Remember to stay in the center or righthand lane unless passing. And when you do so, look behind you in the far-off distance for oncoming cars. At a top speed of 292 km/h, a Porche can overtake you in seconds. Pass with great care or stay in your lane!

This Porche, seen on the streets of Florence is a pure work of art that’s right at home in Florence..

7 – Choose your ATMs with care. 

In North America, most ATMs are safe to use. And they usually tack on a small service charge. In Italy, it’s buyer beware! Some ATM networks like Euronet charge a hefty fees and a horrible exchange rate. Many establishments who install these pricy ATMs get paid a commission on each transaction. Instead, go to a bank ATM affiliated with the Plus System mor use your credit card for a cash advance.

8 – House Wine is usually amazing value. 

Contrary to the plonk that passes for wine in North America, the House Wine in Italy is usually excellent and produced locally. Sometimes only steps away from the restaurant. We only learned this halfway through our trip and probably missed out on some excellent wine. While traveling to Italy, make a point to try as much local fare as possible. You’ll be delighted if you do.

Sampling the local Vermentino in Riomaggiore, Cinque Terre.

9 – There are traffic cams EVERYWHERE!

The Autovelox traffic cams number in the 10,000s in Italy. And usually located in places where the speed limit changes abruptly from 130km/h to 90 km/h. Yikes!
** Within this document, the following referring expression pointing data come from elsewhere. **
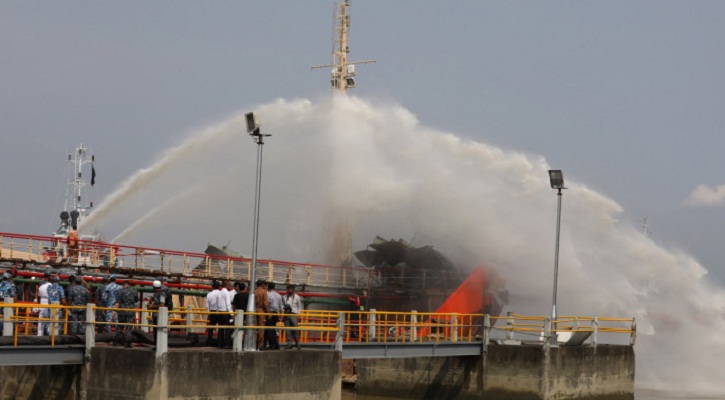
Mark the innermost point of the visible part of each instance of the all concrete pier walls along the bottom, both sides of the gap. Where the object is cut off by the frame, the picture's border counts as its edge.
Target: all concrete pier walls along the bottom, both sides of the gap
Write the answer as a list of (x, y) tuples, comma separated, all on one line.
[(502, 372)]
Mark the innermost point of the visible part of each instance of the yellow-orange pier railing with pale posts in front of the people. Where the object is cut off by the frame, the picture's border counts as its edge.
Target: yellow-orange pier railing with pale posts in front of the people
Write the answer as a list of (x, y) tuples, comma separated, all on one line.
[(335, 328)]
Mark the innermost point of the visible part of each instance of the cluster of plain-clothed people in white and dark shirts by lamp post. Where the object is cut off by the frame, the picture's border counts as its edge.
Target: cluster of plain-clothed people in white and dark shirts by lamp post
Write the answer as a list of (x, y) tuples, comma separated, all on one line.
[(225, 299)]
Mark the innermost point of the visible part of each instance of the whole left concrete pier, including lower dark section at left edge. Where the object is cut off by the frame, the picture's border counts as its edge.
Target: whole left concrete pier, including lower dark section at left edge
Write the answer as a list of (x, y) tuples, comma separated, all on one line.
[(118, 373)]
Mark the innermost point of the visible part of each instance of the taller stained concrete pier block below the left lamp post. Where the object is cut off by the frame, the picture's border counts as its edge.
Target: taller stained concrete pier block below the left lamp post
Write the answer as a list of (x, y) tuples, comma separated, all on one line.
[(194, 374)]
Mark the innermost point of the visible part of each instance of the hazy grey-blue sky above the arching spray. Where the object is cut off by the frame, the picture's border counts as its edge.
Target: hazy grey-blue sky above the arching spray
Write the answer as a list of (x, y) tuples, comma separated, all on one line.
[(625, 97)]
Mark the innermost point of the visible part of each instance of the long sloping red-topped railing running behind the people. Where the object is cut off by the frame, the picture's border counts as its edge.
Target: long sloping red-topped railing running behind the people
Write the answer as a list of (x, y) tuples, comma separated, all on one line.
[(93, 255)]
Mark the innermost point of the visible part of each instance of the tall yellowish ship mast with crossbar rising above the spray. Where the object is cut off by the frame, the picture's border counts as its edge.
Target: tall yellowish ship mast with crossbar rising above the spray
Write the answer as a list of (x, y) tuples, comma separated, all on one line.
[(343, 72)]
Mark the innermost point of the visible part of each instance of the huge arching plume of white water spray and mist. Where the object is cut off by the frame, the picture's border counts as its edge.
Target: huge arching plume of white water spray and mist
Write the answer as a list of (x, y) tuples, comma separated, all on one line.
[(374, 165)]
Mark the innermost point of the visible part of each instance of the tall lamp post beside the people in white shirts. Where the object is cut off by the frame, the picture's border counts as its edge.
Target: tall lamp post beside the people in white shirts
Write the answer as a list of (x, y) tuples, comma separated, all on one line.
[(253, 125)]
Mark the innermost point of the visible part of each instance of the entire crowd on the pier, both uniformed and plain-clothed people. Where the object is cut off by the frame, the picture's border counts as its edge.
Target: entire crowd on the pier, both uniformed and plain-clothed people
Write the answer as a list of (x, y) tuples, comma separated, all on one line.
[(222, 302)]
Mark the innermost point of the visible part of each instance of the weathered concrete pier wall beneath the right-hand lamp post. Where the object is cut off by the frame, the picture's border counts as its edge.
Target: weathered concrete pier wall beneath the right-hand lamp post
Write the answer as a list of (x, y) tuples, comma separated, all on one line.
[(506, 372)]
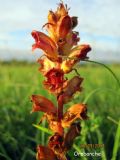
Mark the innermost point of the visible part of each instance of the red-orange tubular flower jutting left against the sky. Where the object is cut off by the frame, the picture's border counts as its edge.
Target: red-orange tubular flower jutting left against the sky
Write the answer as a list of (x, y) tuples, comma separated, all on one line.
[(45, 43)]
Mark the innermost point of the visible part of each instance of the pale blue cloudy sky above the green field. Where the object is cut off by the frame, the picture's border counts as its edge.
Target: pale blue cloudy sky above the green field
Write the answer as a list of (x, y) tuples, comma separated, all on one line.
[(99, 26)]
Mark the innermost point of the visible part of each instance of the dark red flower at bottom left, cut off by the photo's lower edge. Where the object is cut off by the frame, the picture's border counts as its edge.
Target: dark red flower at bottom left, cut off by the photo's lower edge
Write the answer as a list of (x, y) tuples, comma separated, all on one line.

Keep your eyes focused in the distance to see speed changes coming. And don’t be surprised if a speeding ticket lands in your mailbox several months after your trip. They can and will track you down.

10 – Spaghetti Bolognese is NOT a thing!

Spare yourself the embarrassment when ordering dinner. There’s no such thing as spaghetti Bolognese. It is “Tagliatelle al Ragù”, a traditional dish from the region of Bologna. Tagliatelle are broad noodles unlike spaghetti. And Italian Ragù sauce has nothing to do with the American tomato and meat sauce that goes by the name of Bolognese. It’s savoury and delicious! The meat used can be beef or veal, and sometimes duck or wild boar. Yummy! There are plenty of excellent recipes online to try before you travel so you know what to expect.

Also, there’s no such thing as Alfredo sauce.